Andrew: Now, I’m going to be attending a talk that you’ll be doing soon. In that talk, are you going to be talking about or discussing the major conditions which people present with, where intestinal hyperpermeability is a major factor, where we really should be addressing this, to bring the symptomatology and efficient management, or effective management, of these conditions down? That’s incorrect syntax, but to create effective management?

Brad: I believe you’re referring to a presentation I’m giving on how to treat the microbiome and gut-related conditions. And in that presentation, it’s going to be talking about what can we do to support the microbiome, to support gut-related conditions. But I’ll also be presenting at the NHAA conference this year, down in Melbourne, which I’m very excited about, on a topic very dear to my heart, on the impact of antimicrobial herbs on the microbiome, and whether or not some antimicrobial herbs may actually have a potentially detrimental impact on our gut microbiome. So, I won’t give too much away, but yes, I’ve got a number of upcoming events that I’ll be talking and presenting at over the next six to nine months.

Andrew: But you’re also doing, this is a public talk you’re doing. It’s on the 23rd of February, and it’s one that…

Brad: Yes.

Andrew: …patients can access.

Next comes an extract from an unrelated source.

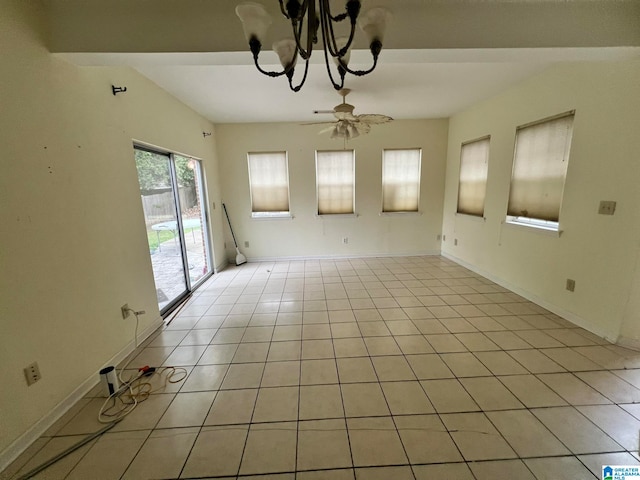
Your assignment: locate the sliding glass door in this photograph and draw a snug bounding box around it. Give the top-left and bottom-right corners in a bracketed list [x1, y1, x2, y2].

It’s a patient guide to wellness.

Brad: That’s correct. It’s focused on what patients can do to improve their gut health.

Andrew: Yeah. Wonderful stuff. Brad, you and I, seriously, I could learn so much off you, just talking for a couple of hours and chatting, preferably over a Pinot Noir?

Brad: That sounds lovely, Andrew.

Andrew: But it might transiently affect our intestinal hyperpermeability. But there’s so much to learn here, and so much to put into little boxes. But I love the way that you’ve done it, with scientific rigor, but from the point of care, from the point of actually caring for patients, to make a positive impact in their lives, rather than just selling them supplements, going, “The company said it worked.” I love this rigor. It’s fantastic, and it sees not just you, but it sees natural medicine practitioners in a higher light. You’re improving the professionalism of our professions. It’s [inaudible 00:52:54] you’re improving the standing of our professions. So, it’s wonderful work that you’ve done. There’s so much more for us to learn here, and so much more work that you have to do to make this a 90-page document.

Brad: Thank you, Andrew. And I’m only one piece in the puzzle. There are amazing researchers out there, who are just doing incredible things for our profession. I know a good friend and colleague of mine, I did my Honours and PhD with her, Dr Jessica Bayes. She’s now a postdoctoral research fellow at Southern Cross University, and she is producing incredible work when it comes around to mental health and the diet. So, we’re very fortunate here in Australia that we are producing so many more PhD-qualified healthcare practitioners, who are producing quality research to advance our profession. We’ve got amazing mentors. You know, Dr. Amie Steel, she has got so many PhD students. So I’m only one piece of the puzzle. So it’s great to have the support, and have so many peers who are doing so much to support our profession.

Andrew: Thank you so much, Dr. Brad Leech, for joining us today, and sharing your wealth of knowledge, but also your care for not just the profession, but also your patients. I really admire you. Thanks so much for joining us on “Wellness by Designs” today.

Brad: It’s my pleasure, Andrew. Thank you.

Andrew: And thank you, everyone, for joining us. Remember, you can catch up on all, and I mean all, of the show notes that we’ll have for you today. There’ll be a lot. And of course, the other podcasts on the Designs for Health website. I’m Andrew Whitfield-Cook. This is “Wellness by Designs.”